Think clearly - if you have a plant sitting in 1 gallon of water with 100ppm and in one week, you see the ppm rise to 150. Well sure the nutrient concentration has gone up 50% but guess what, your water level is half way down. So now you know that your plant is nutrient locked. Why? Because it drank 50% of the water but zero percent of the nutrients thereby raising the ppm by 50%, or 50ppm. The plant is not releasing nutrients, its just simply not consuming them. None of those numbers have any relevance except to make for easy math but hopefully you get the idea.
I will tell you that I jumped right into hydro years ago when a company called stealth hydro had all inclusive kits with 2 part feed and a bubbleponics system. I killed my first plant to pythium bc i ignored res temps for the most part. The 2nd plant was a success in that I could smoke the buds but the yield was complete shit. Then i had a couple good runs all things considered and took a break for a while. Now I'm running with my first photoperiod plants, started from seed and cloned for the first time, and made my own RDWC system with ScrOG. I have learned a little each time and would probably have failed this go around had it not been for past experience, which more than anything taught me the value of patience.
Also if you have extended experience and TO ANYONE READING THIS THREAD what can I expect to see and or what should I shoot for ppm for seedling, veg, full veg, transition and flower? Keep in mind I'll probably be starting with clones. I'll save seeds for when I'm more comfortable. (Clones are harder to fuck up compared to seeds as far as I know)
Again - too many variables. First off people will school you about using ppm as a reference since to calculate ppm, there is no international standard and because of that, one meter may read 500 ppm while another reads 400 ppm and neither are wrong, just different math. EC is considered to be more universal bc all PPM calculations are based off of it. But to over simplify and generalize, if you're running DWC, straight tap water (assuming non hard conditions apply) for seedling, vegging clones prob below 200, full veg around 400, and in flower, up and up as time passes. DWC doesn't require the high concentrations other hydro setups do b/c the nutrients are so readily available to the plant. Think about a 5 gal bucket FULL of roots compared to a rockwool cube.

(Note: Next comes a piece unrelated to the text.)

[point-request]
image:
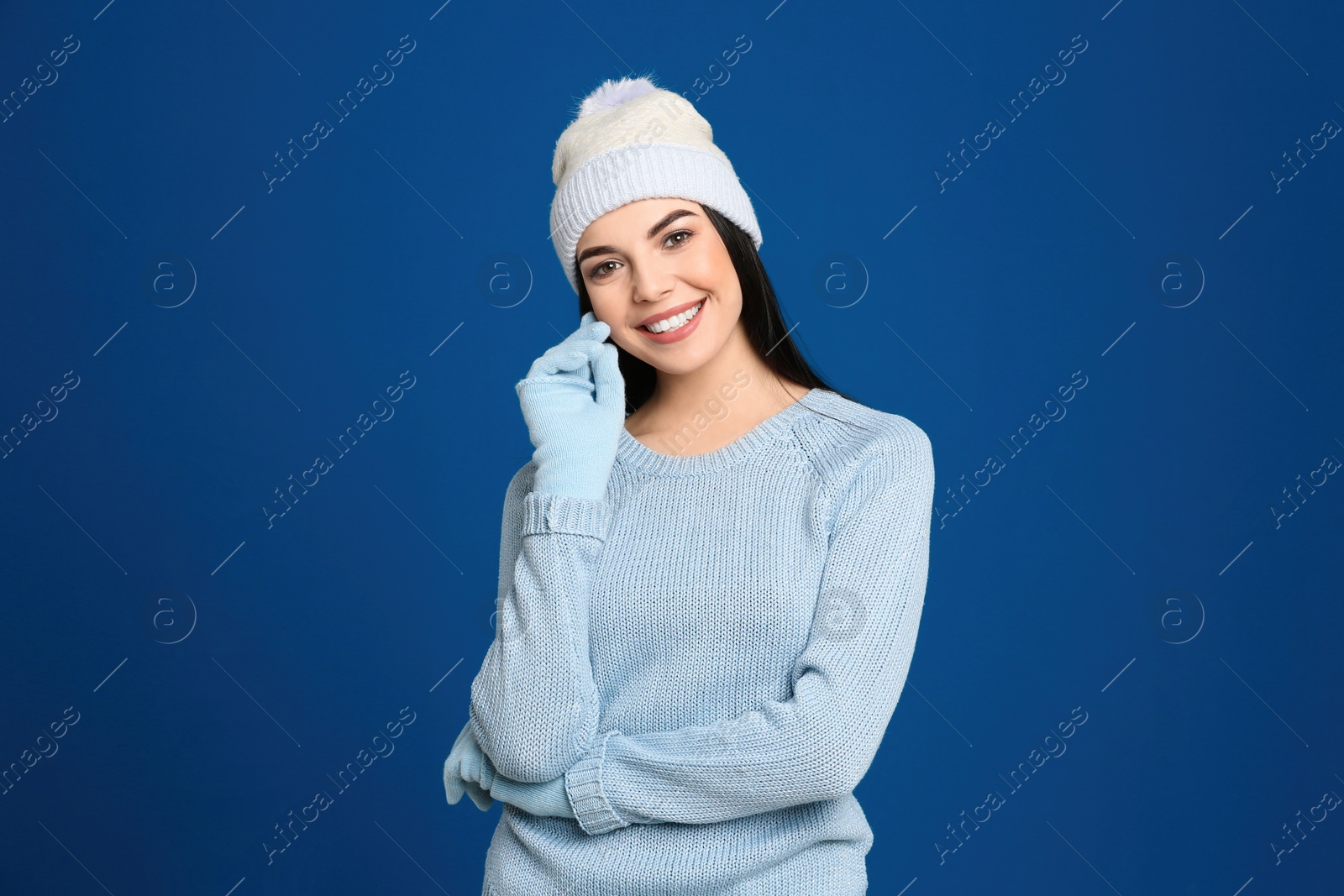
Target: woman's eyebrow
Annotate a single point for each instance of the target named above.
(654, 231)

Crawl before you walk. Start really small. Grab a clone from your source, drop it in a bucket with an airstone from wally world and veg it under cfl. Use only a base 2 part or 3 part nutrient solution. Buy a solid pH meter and EC/TDS/PPM meter - journal the changes. If you make it to flower, switch out the bulb or for a little more fun, add a bobo LED or something. You'll spend almost nothing but the knowledge gained will be invaluable and you can repurpose all that stuff.